03NC map Some of us are pleased with the results of last week’s midterm elections in our nation. Some of us are distressed. Some of us are a bit of both, and a great many of us remain saddened by the ongoing levels of division and accompanying vitriol among some segments of our population.

Here are some points to ponder as we digest election results our community, our state and our nation.

The North Carolina General Assembly is no longer veto-proof. Democrats made enough gains in both the House and the Senate to sustain gubernatorial vetoes in the next session beginning in January. This means that if and when Gov. Cooper vetoes a bill, there will likely not be enough votes in both chambers to override his veto. Ours is a nation built on a system of checks and balances, and veto power is a check on legislative overreach. The same is now true in the U.S. Congress, as Democrats prepare to take control of the House of Representatives.

This is what our founders intended, even though both our state and our nation have been controlled by the Republican Party in recent years. A judge once told me that if one side left his courtroom cheering and the other side weeping, he did not do a good job. If both sides left “slightly miffed,” then he had probably made a good decision. Compromise is what greases our system of government, not one side strong-arming and simply overpowering the other.

Since the 2012 election cycle, North Carolina has been among the most gerrymandered states in the nation, and the midterms confirm that yet again despite years of lawsuits resulting in not much change.

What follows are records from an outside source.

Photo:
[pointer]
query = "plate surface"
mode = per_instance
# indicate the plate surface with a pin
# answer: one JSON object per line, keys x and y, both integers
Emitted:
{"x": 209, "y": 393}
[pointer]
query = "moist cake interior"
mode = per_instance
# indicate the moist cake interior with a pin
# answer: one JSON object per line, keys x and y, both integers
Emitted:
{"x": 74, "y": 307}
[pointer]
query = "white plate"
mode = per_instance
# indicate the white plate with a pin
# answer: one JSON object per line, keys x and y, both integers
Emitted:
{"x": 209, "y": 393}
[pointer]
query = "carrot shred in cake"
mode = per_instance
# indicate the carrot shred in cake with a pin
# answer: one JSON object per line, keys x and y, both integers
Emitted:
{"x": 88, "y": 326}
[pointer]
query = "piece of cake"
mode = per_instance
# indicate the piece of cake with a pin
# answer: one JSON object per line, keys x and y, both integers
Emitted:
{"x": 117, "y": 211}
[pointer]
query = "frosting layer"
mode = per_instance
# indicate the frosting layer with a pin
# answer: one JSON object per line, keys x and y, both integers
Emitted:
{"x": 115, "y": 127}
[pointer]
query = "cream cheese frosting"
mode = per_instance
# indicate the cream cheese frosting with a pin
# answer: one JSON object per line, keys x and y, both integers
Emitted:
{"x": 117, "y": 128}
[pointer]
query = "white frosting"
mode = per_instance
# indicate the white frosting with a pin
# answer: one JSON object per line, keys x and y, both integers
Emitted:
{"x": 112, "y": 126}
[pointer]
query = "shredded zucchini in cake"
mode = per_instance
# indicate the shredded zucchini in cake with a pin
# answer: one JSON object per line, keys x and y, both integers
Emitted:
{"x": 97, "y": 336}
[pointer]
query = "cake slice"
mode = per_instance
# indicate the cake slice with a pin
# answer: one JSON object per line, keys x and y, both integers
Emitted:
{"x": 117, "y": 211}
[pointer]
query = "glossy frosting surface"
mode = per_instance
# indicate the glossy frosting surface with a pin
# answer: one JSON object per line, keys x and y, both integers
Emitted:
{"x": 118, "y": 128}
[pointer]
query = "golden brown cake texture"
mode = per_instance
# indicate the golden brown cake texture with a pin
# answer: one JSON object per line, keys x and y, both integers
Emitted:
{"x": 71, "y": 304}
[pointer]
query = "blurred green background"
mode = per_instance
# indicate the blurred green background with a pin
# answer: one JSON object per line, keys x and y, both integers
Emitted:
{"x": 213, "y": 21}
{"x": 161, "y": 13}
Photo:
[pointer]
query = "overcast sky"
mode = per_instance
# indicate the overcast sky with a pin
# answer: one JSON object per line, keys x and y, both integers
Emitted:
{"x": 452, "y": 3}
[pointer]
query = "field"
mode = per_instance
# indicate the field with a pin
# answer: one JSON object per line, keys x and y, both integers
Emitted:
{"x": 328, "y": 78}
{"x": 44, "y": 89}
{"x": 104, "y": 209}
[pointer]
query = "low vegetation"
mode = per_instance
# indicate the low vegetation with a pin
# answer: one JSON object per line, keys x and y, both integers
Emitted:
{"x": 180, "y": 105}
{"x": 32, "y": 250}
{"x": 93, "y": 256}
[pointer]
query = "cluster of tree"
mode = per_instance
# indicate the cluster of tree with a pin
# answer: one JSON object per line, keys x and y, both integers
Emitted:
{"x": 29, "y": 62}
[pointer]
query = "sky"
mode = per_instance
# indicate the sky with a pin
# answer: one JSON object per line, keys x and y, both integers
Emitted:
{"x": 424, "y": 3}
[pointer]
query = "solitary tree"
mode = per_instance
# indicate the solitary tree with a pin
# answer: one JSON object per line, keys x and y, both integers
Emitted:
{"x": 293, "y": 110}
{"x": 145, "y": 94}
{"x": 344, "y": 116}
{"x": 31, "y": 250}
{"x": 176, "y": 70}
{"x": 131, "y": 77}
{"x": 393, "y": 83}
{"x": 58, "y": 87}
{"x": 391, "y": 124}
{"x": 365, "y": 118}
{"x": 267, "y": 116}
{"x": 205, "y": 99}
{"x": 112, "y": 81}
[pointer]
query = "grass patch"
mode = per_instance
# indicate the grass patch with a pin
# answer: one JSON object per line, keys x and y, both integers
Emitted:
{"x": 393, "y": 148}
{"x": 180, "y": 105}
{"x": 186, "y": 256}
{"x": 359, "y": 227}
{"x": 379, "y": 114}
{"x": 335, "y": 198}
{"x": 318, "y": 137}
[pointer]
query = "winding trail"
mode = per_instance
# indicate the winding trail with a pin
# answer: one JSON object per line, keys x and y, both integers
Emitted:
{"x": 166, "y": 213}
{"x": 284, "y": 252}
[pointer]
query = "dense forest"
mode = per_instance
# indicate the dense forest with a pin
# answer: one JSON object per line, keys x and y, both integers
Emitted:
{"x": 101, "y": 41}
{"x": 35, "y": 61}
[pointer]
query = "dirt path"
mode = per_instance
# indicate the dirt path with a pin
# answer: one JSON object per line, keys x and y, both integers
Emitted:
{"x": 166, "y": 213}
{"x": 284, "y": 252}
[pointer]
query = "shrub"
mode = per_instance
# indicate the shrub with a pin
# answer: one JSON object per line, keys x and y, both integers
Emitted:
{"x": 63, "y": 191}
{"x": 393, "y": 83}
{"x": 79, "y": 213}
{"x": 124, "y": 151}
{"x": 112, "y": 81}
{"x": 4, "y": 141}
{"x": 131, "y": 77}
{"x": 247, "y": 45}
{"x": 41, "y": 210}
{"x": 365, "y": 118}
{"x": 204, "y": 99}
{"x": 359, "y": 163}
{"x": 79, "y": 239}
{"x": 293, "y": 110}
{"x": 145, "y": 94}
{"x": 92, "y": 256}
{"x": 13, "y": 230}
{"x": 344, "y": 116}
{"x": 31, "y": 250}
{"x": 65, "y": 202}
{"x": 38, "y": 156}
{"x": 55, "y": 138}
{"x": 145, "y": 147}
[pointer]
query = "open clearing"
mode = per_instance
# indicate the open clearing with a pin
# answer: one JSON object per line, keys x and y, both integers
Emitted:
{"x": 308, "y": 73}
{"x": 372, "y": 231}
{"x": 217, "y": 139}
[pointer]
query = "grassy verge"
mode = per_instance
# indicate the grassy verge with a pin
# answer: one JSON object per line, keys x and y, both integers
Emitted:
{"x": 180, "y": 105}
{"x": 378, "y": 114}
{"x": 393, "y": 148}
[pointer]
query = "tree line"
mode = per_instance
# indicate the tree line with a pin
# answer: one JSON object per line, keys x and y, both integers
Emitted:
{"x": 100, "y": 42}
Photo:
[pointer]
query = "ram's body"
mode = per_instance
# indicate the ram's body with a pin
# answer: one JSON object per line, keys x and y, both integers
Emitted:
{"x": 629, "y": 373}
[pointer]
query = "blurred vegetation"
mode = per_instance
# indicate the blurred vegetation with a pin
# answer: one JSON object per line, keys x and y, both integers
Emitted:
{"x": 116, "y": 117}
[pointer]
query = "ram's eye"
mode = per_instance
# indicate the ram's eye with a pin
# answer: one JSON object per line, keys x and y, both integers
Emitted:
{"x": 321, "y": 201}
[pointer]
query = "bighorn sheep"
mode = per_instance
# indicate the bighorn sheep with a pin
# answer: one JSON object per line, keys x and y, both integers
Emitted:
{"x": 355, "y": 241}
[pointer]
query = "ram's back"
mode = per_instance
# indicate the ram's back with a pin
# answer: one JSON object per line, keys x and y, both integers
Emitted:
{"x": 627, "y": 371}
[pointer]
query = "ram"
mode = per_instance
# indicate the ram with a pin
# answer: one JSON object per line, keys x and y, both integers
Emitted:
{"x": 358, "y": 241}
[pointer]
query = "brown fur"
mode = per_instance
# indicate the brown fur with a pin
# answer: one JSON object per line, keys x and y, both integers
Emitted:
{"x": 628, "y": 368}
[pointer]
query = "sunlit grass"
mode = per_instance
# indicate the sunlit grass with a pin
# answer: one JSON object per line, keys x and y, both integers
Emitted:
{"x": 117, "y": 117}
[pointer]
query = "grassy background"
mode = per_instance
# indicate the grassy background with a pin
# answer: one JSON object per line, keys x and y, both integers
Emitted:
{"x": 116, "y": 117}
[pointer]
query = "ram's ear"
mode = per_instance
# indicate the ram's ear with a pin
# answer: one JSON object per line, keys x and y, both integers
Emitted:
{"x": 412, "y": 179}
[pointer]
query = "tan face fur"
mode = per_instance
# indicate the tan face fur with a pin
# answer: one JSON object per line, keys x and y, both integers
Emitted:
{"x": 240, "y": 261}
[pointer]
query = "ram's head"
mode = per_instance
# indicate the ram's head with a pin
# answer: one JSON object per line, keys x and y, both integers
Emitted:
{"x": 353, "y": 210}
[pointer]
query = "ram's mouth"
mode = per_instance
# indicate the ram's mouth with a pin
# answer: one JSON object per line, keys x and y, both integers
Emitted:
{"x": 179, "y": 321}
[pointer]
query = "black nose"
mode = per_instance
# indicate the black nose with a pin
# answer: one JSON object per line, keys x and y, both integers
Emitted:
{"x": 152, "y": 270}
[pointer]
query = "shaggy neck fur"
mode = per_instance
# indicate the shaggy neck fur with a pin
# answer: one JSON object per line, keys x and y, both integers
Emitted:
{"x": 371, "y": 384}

Here is the proof for the 2018 cycle. Going into last week’s midterms, North Carolina had 13 members of the U.S. House of Representatives, 10 Republicans and three Democrats. Even though both parties voted for congressional candidates at approximately the same rates, 50 percent of Republicans and 48 percent of Democrats, North Carolina came out of the midterms with 13 members of Congress, 10 Republicans and three Democrats.

How is that possible, many voters wonder? It is possible because Republican legislators doing the redistricting in 2011 crammed large numbers of Democrats into three districts and spread Republicans into the other 10 districts, practices known as “packing” and “cracking.” One redistricting committee chair, David Lewis of Dunn, even bragged that the only reason the districts are not more lopsided is that “I do not believe it is possible to draw a map with 11 Republicans and two Democrats.”

The News & Observer of Raleigh reports that North Carolina’s seven largest counties, including Cumberland, Durham, Guilford, Forsyth, Wake and Buncombe, elected African-American sheriffs, five of them for the first time in their histories. It is interesting to note that Buncombe County, whose largest city is Asheville, did so with a white population of 90 percent. Election observers and several of the newly elected sheriffs attributed their victories to avoiding hardline stances on immigration enforcement, which appealed to voters who felt fear or marginalization. Their elections highlight minority participation in law enforcement, as do minority women serving as chiefs of police\ in Fayetteville, Raleigh, Charlotte, Durham and Winston Salem.

Some see these outcomes as two steps forward and one step back, while others see the reverse. What does seem clear, though, is that the political pendulum is doing what it has always done in our nation’s history. It is arcing away from an extreme.